The gateway for many theatre-lovers is the Broadway musical, so a growing trend is to teach stage management from the Broadway perspective. Peter Lawrence, recipient of a Tony Honor for Excellence in Theatre, has authored a book focused on the work of a Broadway PSM. Lawrence’s extensive resume (original Broadway PSM for Spamalot, Shrek the Musical, and Sunset Boulevard, among others) provides him with ample opportunities to explore different styles of stage management and to shape his perspective on topics ranging from why he prefers Sitzprobes over Wandelprobes to why he believes the American model of stage management is broader and stronger than the UK system.

The opening chapters are designed for novices with a multitude of theatrical definitions but they also include insightful observations such as “musicals tend to be taught and plays tend to be discovered.” Seasoned stage managers may want to start with Chapter 6, which is when the Broadway tales begin to fill every page. Lawrence is an excellent story-teller: the anecdotes (conveniently set apart with the subheading “A Story”) are concise yet entertaining and either present best practices or serve as cautionary tales. Yet he is also a true gentleman in removing incriminating details without watering down the stories and has no qualms in sharing his own mistakes.

Lawrence’s decades of stage managing has earned him the literary equivalent of a god mic to express his views on the field. Some positions, such as his questioning of the need for an associate director, will be quickly seconded by other stage managers. Others, particularly “A stage manager today would have to be an idiot to handwrite the calling script,” are fodder for message board debates. But he makes a point of always identifying and thanking his mentors, colleagues, and assistants throughout the book. He even shares methods of acknowledging every member of a theatrical production and building bridges for a long career in the small world of theatre.

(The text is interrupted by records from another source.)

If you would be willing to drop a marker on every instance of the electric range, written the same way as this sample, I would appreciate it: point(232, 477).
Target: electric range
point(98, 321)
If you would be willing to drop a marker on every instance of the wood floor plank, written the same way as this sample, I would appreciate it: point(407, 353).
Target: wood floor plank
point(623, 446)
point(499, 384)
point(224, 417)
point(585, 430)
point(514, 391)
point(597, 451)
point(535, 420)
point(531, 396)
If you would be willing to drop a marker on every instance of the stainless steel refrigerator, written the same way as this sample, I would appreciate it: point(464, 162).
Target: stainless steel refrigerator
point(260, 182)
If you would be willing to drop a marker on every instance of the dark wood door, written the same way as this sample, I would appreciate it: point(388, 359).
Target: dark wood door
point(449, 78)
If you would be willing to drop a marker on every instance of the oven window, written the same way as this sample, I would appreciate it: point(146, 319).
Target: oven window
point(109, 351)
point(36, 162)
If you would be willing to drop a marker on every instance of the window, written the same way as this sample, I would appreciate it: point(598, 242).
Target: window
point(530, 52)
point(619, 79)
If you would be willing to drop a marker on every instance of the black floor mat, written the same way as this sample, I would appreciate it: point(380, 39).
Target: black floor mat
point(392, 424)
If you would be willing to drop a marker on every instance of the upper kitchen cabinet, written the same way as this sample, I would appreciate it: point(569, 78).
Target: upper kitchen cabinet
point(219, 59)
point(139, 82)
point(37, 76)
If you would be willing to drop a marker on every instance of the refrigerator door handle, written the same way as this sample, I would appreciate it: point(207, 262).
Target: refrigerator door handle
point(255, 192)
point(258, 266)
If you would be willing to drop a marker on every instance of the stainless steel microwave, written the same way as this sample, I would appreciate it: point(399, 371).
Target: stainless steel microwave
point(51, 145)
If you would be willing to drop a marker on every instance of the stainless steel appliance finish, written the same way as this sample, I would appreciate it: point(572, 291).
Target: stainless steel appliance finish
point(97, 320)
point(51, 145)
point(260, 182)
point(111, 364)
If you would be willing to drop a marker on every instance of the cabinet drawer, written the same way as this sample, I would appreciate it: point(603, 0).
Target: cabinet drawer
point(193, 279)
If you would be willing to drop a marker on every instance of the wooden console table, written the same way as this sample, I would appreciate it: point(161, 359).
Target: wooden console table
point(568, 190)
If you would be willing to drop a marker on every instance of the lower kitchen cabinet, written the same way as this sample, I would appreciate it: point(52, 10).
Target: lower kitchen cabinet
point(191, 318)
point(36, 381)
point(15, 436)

Lawrence is also graciously generous in sharing his paperwork. The appendices, like the narrative, start slowly but quickly grow to include documents not found in other stage management texts: audition notes for a stage manager, tech table layouts in a Broadway house, etc. Even the most seasoned pro will find new ideas in this treasure trove of organization and communication.

The major challenge facing this book can be found in the opening sentence: “The theatre cannot be taught – but it can be learned.” Lawrence then proceeds to try teaching a broad range of readers. While his individual ideas are excellent, the book tries to reach all audiences. As a result, novices will struggle converting Broadway standards to amateur productions (two weeks of tech?). And experienced stage managers may find the opening chapters too introductory before the real stories begin. Lawrence shares how Spamalot kept reworking a musical number before jettisoning it to create a cleaner, better-paced production.  Production Stage Management for Broadway is an excellent advanced-level stage management book that could benefit from trimming some of its own exposition.